One of the first and more difficult steps in defining an SOA is developing a complete semantic and service-level understanding of your domain.

Although the work required is pretty straightforward, the amount of effort and time required is typically huge. Also the enabling technology or tools currently available are complex and still emerging. So it pays to spend some time up front planning exactly how you're going to do this step and what tools you may use to make this job easier.

Why are we doing this? Because you can't deal with information you don't understand, including information bound to behaviour in applications or existing services.

It's extremely important for you to identify all application semantics - metadata, if you will - and services that exist in your domain so that you can properly deal with the data and services that are there and understand the inner workings as well. Remember, the goal here is to create a service-level abstraction of existing systems, and at this point, you're merely figuring out what's there.

The data landscape
An understanding of application semantics establishes the way and form in which a particular application refers to properties of the business process. For example, the same customer number for one application may have a completely different value and meaning in another application.

Understanding the semantics of an application guarantees that there will be no contradictory information when the application is integrated with other applications at the information or service levels - which is really what SOA is all about. Achieving consistent application semantics requires an application integration "Rosetta stone," and as such represents one of the major challenges to creating your SOA.

Defining application semantics is a tough job, because many of the existing systems you'll be dealing with are older, proprietary, or both. The first step in identifying and locating semantics is to create a list of candidate systems. This list will make it possible to determine which data repositories exist in support of those candidate systems.

Any technology that can reverse-engineer existing physical and logical database schemas will prove helpful in identifying data within the problem domains. Although the schema and database model may give insight into the structure of the database or databases, they cannot determine how that information is used within the context of the application or service. For the most part, it takes a human being to look at each item and determine what it represents in the context of the SOA.

Applications and services

Next, it's time to focus on existing applications and the services they offer. Within legacy transaction-based apps, web apps, and client/server apps, you'll discover most of the services that will form the basis of your SOA. Eventually, they will probably need to be reprovisioned to meet the requirements of the new architecture. For now, all you need to do is identify them.
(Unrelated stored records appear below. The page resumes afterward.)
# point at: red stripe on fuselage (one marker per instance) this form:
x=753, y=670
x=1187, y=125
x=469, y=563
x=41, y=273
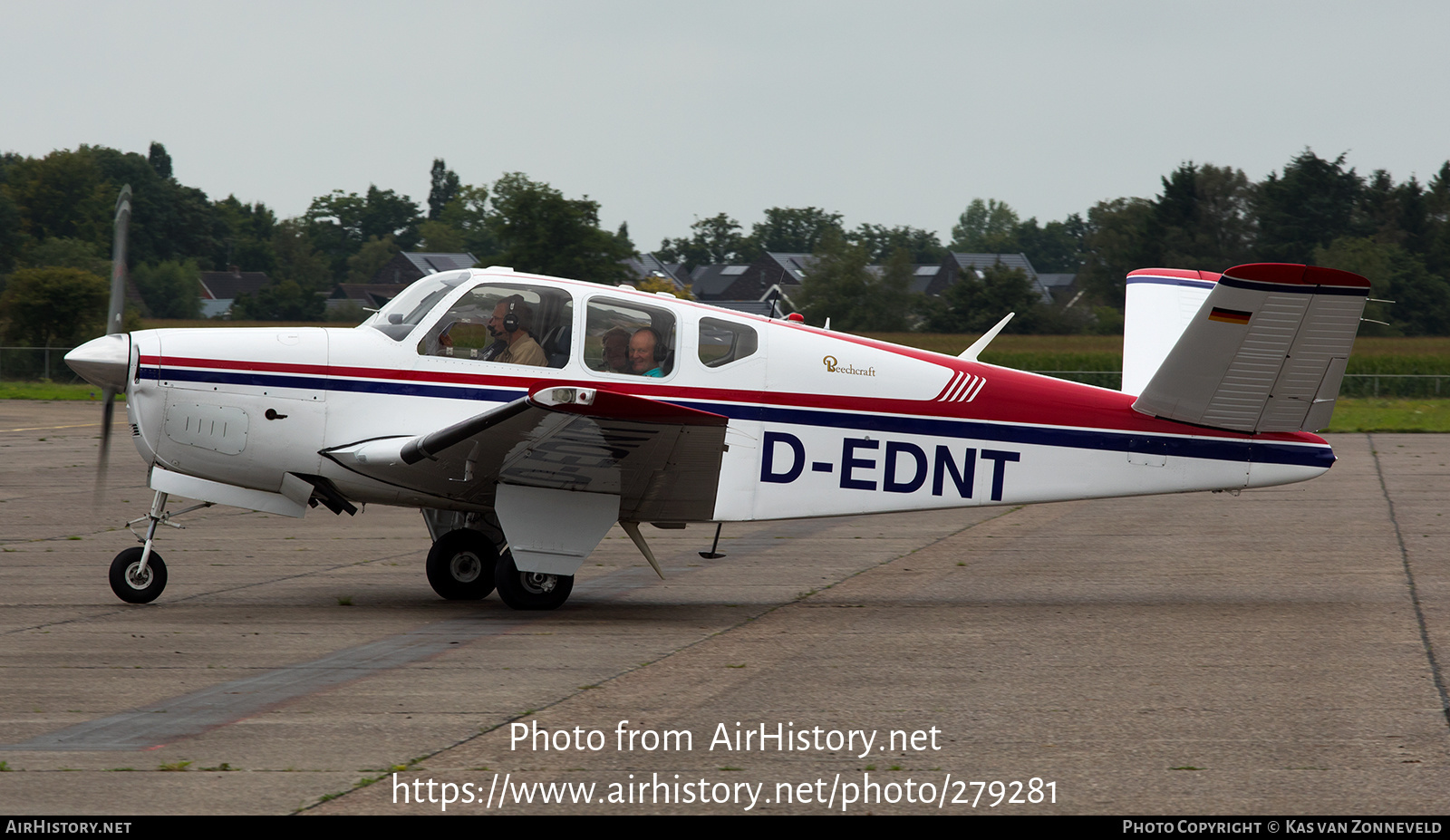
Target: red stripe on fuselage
x=1011, y=396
Service interfaces - that is, interfaces in existing applications that can be addressed by other apps - are quirky and complex, much more complex than data. They differ greatly from application to application, custom or proprietary.

What's more, many interfaces, despite what the application vendors or developers may claim, are not really service interfaces at all, and you must know the difference. By definition, a service must provide both behaviour and information. Those that provide information alone should not be included in your service inventory.

It is important to devote time to validating assumptions about services, including: where they exist, the purpose of the service, the information bound to the service, dependencies (what other services a service may call upon), and security issues.

Collection tools
A services directory is the best place to aggregate all that painstakingly collected information about services and data. As with other directories, this is a repository for gathered information about available services, along with the documentation (or pointers to documentation) for each service - what it does, information passed to a service, information coming from a service, and so on. This directory is used (along with application semantics) to define the points of integration for all systems in the domain.

You could certainly do this using Excel or a small database, but today's SOA registries or repositories do a much better job. As noted previously, an SOA registry is a resource that enterprises use to publish, discover, and consume web services. A repository, on the other hand, holds additional content such as XML Schemas, DTDs (Document Type Definitions), and WSDL documents. Think of a repository as a persistence mechanism that stores information published to the registry. Today, pretty much all the products in this area have both capabilities, whether they call themselves registries or repositories.

One of the better-known offerings is Infravio's X-Registry Platform, which calls itself an SOA governance platform and allows designers to maintain both semantic and service information. (Governance involves the development, management, and enforcement of policies that set parameters for how services should be built and accessed.) Then there's Systinet Registry, recently acquired by Mercury Interactive, which provides a simple, standards-based means for publishing and discovering reusable business services and SOA artifacts. Systinet 2 is a governance and lifecycle platform built around the registry.

Other registry/repository products include Flashline SOA, RainingData's TigerLogic SOA Repository, and various functionality built into the "stacks" offered by BEA, IBM, Sun, and other big vendors - BEA actually licenses the Systinet Registry. All of these are evolving rapidly and most integrate with governance products. They make it easier to manage data and service information you've collected, but unfortunately they can't do much to relieve the hard labour of gathering that information in the first place.